How would the proposed model and rate adaptation approach need to be modified if the cross-covariance between the unknown interference power at different APs is non-negligible

In the scenario where the cross-covariance between the unknown interference power at different APs is non-negligible, the proposed model and rate adaptation approach would need to be modified to account for the interdependence between the unknown interference powers. This would involve considering the correlation between the unknown interference powers at different APs when computing the total unknown interference power at the CPU. The characteristic function of the total unknown interference power would need to incorporate the cross-covariance terms between the APs to accurately capture the joint distribution of the unknown interference powers. Additionally, the parameters of the Inverse-Gamma distribution for each AP's unknown interference power would need to be adjusted to reflect the inter-AP correlations, ensuring a more accurate representation of the total unknown interference power.

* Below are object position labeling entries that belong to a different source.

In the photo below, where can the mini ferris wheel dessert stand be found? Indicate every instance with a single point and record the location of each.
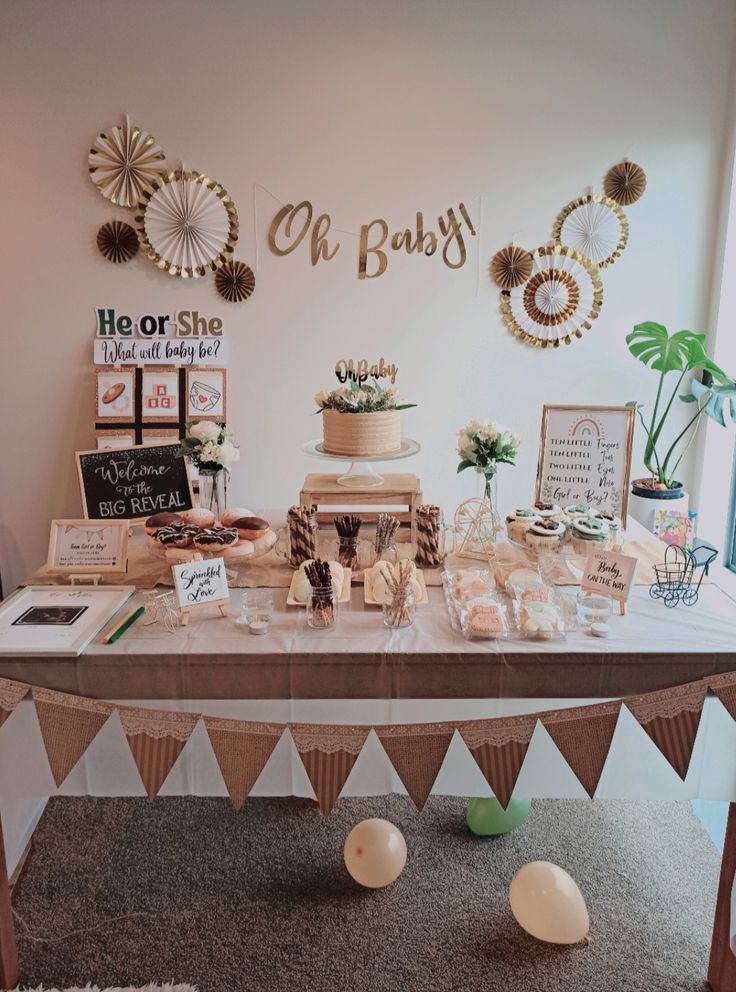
(360, 485)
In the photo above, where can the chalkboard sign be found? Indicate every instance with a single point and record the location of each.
(133, 483)
(585, 456)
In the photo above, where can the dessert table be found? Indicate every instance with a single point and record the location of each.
(361, 672)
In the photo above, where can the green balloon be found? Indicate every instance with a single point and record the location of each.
(488, 818)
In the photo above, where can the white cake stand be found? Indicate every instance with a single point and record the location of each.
(361, 474)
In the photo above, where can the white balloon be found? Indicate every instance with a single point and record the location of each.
(548, 904)
(375, 853)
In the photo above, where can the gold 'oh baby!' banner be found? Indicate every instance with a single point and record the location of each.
(291, 225)
(582, 734)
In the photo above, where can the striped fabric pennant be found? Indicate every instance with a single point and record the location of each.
(11, 693)
(68, 725)
(671, 719)
(328, 753)
(724, 686)
(583, 737)
(241, 750)
(499, 748)
(417, 751)
(156, 739)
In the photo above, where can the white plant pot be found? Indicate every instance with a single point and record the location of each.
(643, 508)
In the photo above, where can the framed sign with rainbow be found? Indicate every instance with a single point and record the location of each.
(585, 456)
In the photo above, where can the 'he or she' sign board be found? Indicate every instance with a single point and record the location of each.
(585, 456)
(610, 573)
(133, 483)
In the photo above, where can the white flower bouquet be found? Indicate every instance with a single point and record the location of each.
(209, 446)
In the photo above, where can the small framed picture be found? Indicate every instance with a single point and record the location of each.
(159, 394)
(115, 440)
(115, 395)
(206, 394)
(85, 546)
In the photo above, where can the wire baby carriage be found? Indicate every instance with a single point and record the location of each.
(676, 577)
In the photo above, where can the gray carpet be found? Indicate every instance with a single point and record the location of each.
(261, 901)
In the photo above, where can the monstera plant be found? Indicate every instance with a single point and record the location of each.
(676, 358)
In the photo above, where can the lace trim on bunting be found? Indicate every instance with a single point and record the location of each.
(11, 694)
(668, 703)
(54, 698)
(158, 723)
(329, 738)
(243, 726)
(498, 732)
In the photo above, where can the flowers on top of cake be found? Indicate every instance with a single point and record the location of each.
(363, 398)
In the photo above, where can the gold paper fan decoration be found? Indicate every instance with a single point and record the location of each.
(235, 281)
(511, 266)
(124, 162)
(117, 241)
(625, 183)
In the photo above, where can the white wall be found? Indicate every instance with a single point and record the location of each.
(369, 110)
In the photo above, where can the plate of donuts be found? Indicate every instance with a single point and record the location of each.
(240, 535)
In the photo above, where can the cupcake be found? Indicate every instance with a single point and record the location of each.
(545, 535)
(518, 523)
(589, 534)
(546, 510)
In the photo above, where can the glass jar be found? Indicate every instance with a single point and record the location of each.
(400, 610)
(322, 607)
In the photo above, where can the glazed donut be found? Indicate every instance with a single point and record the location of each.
(159, 520)
(199, 517)
(230, 517)
(250, 528)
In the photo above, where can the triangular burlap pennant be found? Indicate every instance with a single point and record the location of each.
(156, 739)
(68, 725)
(328, 753)
(583, 736)
(417, 751)
(671, 718)
(11, 694)
(724, 686)
(242, 750)
(499, 747)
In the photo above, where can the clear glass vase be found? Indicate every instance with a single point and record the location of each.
(212, 491)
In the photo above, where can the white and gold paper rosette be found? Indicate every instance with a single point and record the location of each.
(187, 224)
(124, 161)
(595, 226)
(560, 300)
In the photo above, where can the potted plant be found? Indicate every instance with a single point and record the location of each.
(682, 353)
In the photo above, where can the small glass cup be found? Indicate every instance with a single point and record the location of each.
(322, 608)
(400, 610)
(593, 607)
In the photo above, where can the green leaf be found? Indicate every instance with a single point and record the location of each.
(682, 351)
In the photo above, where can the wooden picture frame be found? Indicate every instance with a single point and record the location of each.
(116, 475)
(88, 609)
(102, 544)
(585, 456)
(115, 395)
(213, 381)
(159, 394)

What are the potential drawbacks or limitations of relying solely on the statistical characterization of the unknown interference power, rather than attempting to measure or estimate it directly

Relying solely on the statistical characterization of the unknown interference power, without directly measuring or estimating it, may have certain drawbacks and limitations. One limitation is the assumption that the statistical properties of the unknown interference power remain constant over time, which may not hold true in dynamic wireless environments with varying user mobility and network conditions. This could lead to inaccuracies in the estimated distribution of the unknown interference power, impacting the effectiveness of the rate adaptation approach. Additionally, the statistical characterization approach may not capture sudden changes or anomalies in the unknown interference power, potentially leading to suboptimal rate adaptation decisions. Furthermore, the reliance on statistical properties alone may overlook specific interference patterns or behaviors that could be crucial for optimizing system performance.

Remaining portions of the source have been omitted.